What can account for this uniformity? There are several options. Conceivably, these mutations could increase viral fitness. Both mutations characterizing the main import clade, nsp2:K81N and ORF7a:P45L, are nonsynonymous, making this possibility realistic. However, neither of the two mutations is an obvious candidate for adaptiveness. There is also no evidence that the nsp2:K81N+ORF7a:P45L combination is characterized by an increased rate of spread compared to other Delta variants. While AY.122 has spread rapidly throughout Russia, and at least in Moscow this spread has been driven by a high Re>1 (Fig. 4), this rapid spread was against the background of non-delta variants (Fig. 1). The frequency of AY.122 among delta variants in Russia has been high almost from the start, and its early increase in frequency among Delta samples (Fig. 3A) happened while Delta cases were still low, indicating that it could be random. While it has later been established in numerous other countries in late spring and summer, its frequency has remained modest and not increased monotonically outside Russia.

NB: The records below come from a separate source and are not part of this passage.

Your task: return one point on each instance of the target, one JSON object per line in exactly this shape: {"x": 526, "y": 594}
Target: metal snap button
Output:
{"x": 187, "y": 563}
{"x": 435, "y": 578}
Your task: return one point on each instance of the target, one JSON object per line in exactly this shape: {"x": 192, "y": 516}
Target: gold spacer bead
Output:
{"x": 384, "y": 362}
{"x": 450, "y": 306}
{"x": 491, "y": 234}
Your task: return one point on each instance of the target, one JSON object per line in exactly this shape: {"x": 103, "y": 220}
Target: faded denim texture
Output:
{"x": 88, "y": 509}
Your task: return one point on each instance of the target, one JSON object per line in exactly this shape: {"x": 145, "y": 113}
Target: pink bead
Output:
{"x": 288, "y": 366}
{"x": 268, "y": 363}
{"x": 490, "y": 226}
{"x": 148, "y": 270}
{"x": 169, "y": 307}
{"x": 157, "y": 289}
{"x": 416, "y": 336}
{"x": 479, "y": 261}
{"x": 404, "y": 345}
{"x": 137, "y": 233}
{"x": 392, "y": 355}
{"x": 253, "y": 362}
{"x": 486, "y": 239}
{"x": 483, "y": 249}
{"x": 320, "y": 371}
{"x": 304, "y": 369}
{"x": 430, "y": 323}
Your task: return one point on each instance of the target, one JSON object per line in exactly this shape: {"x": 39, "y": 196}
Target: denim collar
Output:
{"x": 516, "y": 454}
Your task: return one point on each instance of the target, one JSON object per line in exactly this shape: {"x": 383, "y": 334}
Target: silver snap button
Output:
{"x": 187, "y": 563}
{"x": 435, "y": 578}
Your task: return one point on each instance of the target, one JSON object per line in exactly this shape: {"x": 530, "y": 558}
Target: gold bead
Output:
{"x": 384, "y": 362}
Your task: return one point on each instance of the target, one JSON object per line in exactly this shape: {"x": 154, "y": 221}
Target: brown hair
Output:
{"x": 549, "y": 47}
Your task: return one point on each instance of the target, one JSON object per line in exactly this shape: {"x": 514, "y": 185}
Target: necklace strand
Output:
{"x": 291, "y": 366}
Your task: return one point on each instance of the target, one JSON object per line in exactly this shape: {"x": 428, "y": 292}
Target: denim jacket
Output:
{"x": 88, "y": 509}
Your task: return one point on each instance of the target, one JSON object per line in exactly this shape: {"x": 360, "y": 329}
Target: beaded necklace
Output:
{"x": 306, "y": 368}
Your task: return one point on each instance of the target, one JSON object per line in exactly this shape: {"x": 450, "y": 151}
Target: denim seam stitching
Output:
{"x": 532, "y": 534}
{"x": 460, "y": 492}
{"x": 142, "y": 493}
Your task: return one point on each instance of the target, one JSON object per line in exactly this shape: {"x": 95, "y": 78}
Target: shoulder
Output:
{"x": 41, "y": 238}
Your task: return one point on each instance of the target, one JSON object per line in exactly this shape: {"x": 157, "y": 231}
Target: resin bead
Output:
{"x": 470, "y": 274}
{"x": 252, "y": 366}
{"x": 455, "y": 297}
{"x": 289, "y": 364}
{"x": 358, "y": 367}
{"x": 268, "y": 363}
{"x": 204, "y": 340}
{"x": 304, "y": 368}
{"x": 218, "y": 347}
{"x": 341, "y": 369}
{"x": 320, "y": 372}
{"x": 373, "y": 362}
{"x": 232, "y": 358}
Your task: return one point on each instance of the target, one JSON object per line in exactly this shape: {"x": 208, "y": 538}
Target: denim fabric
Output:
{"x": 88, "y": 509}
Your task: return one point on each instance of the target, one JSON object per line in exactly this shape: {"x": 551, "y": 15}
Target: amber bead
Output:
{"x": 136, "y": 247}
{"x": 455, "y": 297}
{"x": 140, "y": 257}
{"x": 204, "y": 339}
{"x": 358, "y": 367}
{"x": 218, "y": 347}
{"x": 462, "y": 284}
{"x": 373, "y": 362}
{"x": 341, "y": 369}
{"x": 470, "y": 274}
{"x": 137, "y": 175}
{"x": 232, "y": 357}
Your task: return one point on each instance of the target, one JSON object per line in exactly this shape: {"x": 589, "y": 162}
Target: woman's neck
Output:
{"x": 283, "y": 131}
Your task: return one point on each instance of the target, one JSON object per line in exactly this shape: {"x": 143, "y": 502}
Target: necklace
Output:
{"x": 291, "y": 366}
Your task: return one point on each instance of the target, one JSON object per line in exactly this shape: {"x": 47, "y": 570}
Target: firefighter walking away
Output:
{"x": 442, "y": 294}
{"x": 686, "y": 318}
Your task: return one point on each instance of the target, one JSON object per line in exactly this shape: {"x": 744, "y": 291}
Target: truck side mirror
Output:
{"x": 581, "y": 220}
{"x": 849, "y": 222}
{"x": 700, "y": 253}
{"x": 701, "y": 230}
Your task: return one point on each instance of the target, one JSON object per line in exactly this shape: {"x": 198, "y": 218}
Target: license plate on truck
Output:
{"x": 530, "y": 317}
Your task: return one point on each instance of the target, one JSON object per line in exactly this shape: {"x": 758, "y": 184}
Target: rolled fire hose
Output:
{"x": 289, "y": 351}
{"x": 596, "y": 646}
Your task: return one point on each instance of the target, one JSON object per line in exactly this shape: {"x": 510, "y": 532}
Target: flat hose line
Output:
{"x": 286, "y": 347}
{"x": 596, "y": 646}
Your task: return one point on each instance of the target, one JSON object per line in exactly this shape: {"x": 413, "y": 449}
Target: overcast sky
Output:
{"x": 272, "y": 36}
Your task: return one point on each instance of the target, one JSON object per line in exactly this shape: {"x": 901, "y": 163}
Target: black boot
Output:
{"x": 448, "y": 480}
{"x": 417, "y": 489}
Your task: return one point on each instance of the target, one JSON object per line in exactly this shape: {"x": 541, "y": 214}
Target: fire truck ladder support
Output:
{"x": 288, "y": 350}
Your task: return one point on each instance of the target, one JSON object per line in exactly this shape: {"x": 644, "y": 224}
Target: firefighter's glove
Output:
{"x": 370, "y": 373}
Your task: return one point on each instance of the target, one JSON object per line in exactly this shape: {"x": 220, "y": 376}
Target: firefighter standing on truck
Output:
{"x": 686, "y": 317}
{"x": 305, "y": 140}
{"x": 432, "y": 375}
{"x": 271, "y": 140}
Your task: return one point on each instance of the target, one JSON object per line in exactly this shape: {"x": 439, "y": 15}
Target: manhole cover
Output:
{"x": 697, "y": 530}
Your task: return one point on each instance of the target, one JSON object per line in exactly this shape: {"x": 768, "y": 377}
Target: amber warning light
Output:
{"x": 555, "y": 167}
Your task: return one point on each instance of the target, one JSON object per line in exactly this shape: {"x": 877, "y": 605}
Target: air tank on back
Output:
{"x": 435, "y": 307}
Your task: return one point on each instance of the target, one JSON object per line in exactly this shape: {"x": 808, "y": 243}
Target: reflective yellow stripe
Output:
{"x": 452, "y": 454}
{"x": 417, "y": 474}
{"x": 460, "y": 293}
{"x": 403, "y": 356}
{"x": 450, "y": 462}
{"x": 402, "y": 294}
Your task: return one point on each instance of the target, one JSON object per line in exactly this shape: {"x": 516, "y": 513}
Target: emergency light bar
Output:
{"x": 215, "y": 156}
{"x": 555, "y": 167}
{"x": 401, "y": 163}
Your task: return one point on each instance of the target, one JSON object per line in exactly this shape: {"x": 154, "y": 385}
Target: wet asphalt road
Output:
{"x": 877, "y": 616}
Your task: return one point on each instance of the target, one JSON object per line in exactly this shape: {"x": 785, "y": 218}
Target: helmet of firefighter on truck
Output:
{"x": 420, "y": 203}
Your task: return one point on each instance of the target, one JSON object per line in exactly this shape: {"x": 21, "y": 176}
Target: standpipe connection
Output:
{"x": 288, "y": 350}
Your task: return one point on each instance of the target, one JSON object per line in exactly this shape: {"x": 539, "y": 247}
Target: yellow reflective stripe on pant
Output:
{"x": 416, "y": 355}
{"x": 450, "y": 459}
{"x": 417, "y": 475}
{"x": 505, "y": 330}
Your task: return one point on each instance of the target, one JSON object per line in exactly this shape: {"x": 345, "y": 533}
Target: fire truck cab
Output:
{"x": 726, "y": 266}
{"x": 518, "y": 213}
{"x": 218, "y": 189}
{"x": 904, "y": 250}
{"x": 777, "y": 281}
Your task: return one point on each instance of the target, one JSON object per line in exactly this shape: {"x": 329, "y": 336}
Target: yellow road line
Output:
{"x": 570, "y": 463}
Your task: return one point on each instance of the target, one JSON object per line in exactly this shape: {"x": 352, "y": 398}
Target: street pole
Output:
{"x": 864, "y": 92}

Therefore, the high prevalence of the AY.122+ORF7a:P45L lineage in Russia is probably due to chance. As dispersal of SARS-CoV-2 within countries is more rapid than trans-border transmission, the role of chance in the spread of selectively equivalent variants is high. Indeed, some of the lineages have previously risen in frequency in Russia (e.g. B.1.1.317, [46]) and elsewhere (e.g. “European lineage” EU1, [47]) before declining, indicating that the changes defining them did not confer substantial fitness advantage. Although imports of Delta variants into Russia were multiple, even closely dated imports differed strikingly by their success (Fig. 3B).

Several factors could contribute to the biased composition of the Delta epidemic in Russia compared to most other countries. First, it could result from a geographic bias in the origin of imports. The earliest samples carrying the nsp2:K81N+ORF7a:P45L combination are sporadic, and were often deposited months later than collected, suggesting that they could be misdated in GISAID (Table S4). However, since mid-April, this combination started to appear nearly simultaneously among Delta samples from multiple countries. This suggests that it had originated earlier in a poorly sampled location (Table S4). In the second quarter of 2021, the top ten countries with the strongest passenger traffic with Russia were Abkhazia, Ukraine, Turkey, Kazakhstan, UAE, Cyprus, Armenia, Finland, South Ossetia, and Egypt (https://fedstat.ru/indicator/38480). Most of these countries sequence little. Nevertheless, nsp2:K81N+ORF7a:P45L has been observed in four of them (Table S4).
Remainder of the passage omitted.